Ponte de Lima

Vinha faz Cabração renascer das cinzas e torna-se aliada na prevenção de incêndios 

Vinha faz Cabração renascer das cinzas e torna-se aliada na prevenção de incêndios 

A paisagem que há dois anos ficou pintada de negro por causa de um incêndio devastador está a começar a dar lugar a uma vasta área de plantação de vinha na freguesia da Cabração, em Ponte de Lima.

O investimento estimado em sete milhões de euros da empresa Aveleda S.A. promete fazer renascer das cinzas um território que tem uma das mais amplas áreas de baldio do Alto Minho. Aliado à produção de vinho, o investimento pretende também constituir-se como um projeto inovador na preservação da biodiversidade e prevenção de fogos florestais, através da arborização do terreno adjacente à vinha com espécies autóctones resistentes ao fogo. "Neste local, o risco de incêndio é grande, por isso, o nosso projeto está estruturado para minimizá-lo. Se por um lado, o vasto comprimento da vinha irá formar uma barreira à progressão dos incêndios, por outro, vamos plantar à volta da vinha uma zona com árvores de folha caduca que, por si só, são tampões e representam com maior naturalidade aquilo que é a paisagem da região", explicou António Guedes, administrador do grupo Aveleda, no final da apresentação do projeto que decorreu, esta quarta-feira, na Cabração.

A plantação da vinha está a decorrer a "todo vapor" e enquadra-se no plano estratégico da empresa que pretende aumentar a sua área de vinha própria de 150 para 600 hectares. O facto de a Cabração ter um baldio com terrenos xistosos contribuiu de forma decisiva para que a Aveleda decidisse avançar para o maior investimento vinícola da sua história que já leva quase 150 anos. "O local foi escolhido a dedo. É um local de excelência para a produção de vinhos de qualidade. A serra d'Arga funciona como uma barreira protetora dos ventos marítimos ao mesmo tempo que beneficia da proximidade do Atlântico e de uma brisa marítima leve e constante. Os solos de xisto desta exploração também nos permitem ter uma maior diversidade de terroirs que trabalhamos, uma vez que cerca de 99% da Região tem solos baseados em granitos ou aluviões", explicou Pedro Barbosa, diretor de viticultura da Aveleda,

O contrato celebrado entre o Conselho Diretivo de Baldios da Cabração e a empresa sediada em Penafiel prevê a exploração de 200 hectares de terreno baldio dos cerca de 1300 hectares que a freguesia tem, mediante o pagamento de uma renda. O projeto será faseado até 2020, sendo que este ano já estão a ser investidos cerca de 2,5 milhões de euros na plantação de 70 hectares. No próximo ano, já deverá ser possível obter 40% da produção de vinho, o que corresponde a cerca de 750 mil litros. O vinho produzido na Cabração será para as marcas da empresa, cujas vendas estão direcionadas em cerca de 70% para o mercado externo.

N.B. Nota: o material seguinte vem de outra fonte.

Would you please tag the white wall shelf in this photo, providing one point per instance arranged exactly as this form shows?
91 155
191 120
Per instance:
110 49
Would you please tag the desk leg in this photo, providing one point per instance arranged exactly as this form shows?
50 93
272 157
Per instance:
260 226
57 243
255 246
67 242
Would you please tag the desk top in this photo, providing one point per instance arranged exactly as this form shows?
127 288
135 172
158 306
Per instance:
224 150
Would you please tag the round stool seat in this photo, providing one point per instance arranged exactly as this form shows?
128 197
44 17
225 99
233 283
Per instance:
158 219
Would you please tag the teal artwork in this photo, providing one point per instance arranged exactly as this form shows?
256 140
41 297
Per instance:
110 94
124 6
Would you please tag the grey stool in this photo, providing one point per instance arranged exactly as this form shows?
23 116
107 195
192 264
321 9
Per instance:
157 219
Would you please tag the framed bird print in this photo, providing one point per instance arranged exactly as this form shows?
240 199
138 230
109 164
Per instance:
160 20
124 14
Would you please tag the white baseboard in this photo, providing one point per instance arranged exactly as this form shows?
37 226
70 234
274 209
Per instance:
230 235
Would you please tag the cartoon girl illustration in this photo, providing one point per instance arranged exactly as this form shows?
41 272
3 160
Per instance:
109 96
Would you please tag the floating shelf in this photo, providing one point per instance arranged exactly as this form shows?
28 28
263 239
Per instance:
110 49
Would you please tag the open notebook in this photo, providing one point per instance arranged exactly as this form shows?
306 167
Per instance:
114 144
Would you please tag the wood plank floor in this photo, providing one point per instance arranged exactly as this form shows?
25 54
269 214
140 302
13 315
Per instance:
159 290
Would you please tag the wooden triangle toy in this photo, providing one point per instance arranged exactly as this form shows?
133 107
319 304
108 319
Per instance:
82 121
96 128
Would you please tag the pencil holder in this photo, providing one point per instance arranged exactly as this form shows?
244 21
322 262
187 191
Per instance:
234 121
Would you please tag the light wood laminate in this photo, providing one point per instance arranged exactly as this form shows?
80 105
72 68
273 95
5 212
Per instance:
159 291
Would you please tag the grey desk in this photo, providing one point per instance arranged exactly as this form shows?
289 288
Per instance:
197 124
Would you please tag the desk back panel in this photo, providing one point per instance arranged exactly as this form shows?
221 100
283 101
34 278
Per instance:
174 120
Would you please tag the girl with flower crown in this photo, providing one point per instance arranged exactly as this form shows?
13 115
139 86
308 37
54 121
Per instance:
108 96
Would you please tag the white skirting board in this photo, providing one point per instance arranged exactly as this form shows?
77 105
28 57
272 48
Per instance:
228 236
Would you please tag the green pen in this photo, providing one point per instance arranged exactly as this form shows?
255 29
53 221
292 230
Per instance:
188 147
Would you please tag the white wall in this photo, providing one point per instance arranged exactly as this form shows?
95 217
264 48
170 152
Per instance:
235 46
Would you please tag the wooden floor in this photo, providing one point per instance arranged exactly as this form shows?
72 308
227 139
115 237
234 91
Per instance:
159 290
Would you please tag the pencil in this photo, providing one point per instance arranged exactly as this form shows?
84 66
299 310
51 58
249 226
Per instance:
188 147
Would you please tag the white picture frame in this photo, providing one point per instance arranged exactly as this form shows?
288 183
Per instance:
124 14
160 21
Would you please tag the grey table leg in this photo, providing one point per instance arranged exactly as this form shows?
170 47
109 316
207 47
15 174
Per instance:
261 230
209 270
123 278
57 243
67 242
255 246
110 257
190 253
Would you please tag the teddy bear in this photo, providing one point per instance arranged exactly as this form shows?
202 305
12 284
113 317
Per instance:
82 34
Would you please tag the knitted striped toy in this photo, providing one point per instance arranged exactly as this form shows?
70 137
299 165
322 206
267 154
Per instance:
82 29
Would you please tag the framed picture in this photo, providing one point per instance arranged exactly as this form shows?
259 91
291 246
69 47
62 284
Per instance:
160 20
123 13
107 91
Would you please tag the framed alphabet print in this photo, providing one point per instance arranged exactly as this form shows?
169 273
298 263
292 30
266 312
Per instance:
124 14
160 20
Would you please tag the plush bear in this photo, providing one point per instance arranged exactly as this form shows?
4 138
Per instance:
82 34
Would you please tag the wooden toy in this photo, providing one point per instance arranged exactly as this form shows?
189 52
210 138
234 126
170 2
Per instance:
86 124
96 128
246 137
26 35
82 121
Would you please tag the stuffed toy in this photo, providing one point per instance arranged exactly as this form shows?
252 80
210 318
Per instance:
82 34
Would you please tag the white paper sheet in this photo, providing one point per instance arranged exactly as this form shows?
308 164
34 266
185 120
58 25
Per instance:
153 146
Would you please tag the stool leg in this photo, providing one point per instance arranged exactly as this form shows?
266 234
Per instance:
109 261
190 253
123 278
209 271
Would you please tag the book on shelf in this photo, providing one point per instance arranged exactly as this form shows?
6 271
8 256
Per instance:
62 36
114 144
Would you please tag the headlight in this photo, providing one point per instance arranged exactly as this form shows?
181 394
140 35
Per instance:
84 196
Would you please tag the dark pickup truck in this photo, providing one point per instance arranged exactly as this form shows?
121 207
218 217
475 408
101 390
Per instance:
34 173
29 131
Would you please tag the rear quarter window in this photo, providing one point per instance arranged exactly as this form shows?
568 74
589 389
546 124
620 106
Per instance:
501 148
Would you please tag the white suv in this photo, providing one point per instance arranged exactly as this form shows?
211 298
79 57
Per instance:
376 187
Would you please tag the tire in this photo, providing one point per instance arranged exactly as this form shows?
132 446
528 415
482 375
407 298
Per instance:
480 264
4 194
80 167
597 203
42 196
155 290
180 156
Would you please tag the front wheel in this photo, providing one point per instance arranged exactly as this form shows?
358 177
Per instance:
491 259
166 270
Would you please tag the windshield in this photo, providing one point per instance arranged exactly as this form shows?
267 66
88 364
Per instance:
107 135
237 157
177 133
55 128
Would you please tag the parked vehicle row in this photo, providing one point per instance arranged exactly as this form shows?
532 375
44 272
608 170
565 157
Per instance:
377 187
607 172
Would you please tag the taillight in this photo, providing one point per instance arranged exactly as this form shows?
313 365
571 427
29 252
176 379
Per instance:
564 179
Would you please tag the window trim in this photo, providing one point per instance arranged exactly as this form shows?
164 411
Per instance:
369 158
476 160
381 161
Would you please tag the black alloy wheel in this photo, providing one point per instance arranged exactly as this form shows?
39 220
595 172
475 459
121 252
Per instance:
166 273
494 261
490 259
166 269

Nos 200 hectares previstos para esta exploração será produzido vinho das castas Loureiro, Fernão Pires, Alvarinho e Arinto. De acordo com a empresa, este investimento corresponde a "um compromisso a longo prazo [no mínimo 30 anos] que implica a criação de postos de trabalhos, dinamização da economia local, tornando-se o mais relevante projeto desenvolvido, até hoje, na Região Demarcada dos Vinhos Verdes". Por parte do grupo empresarial, há ainda a possibilidade de ser criado na Cabração um posto de vinificação que envolva outros produtores locais.

Nesta fase de plantação já se notam os efeitos na dinamização económica através da criação de empregos. "Permanentemente precisamos de oito tratoristas e, tendo em conta a sazonalidade desta atividade, nos picos de trabalho precisaremos entre 40 a 50 pessoas para trabalhar na vinha", referiu o administrador.

Este é o maior investimento vinícola que o concelho de Ponte de Lima já teve e para o Conselho Diretivo dos Baldios da Cabração representa uma oportunidade de ouro para reconstruir de forma sustentada o território. "A descontinuidade florestal, permitindo uma melhor prevenção de fogos florestais, o ordenamento, o melhor aproveitamento, rentabilização e valorização dos terrenos do baldio, bem a criação de emprego como já está a acontecer" são as vantagens que José António Vieira, presidente do Conselho Diretivo de Baldios, aponta com a concretização deste investimento. "Por outro lado, além do impacto económico e social, acreditamos que poderá dar um contributo muito importante para suster a desertificação, bem como promover a dinamização deste território do interior", acrescentou José Vieira, admitindo que, no futuro, se avance para a criação de trilhos turísticos que traga gente à Cabração.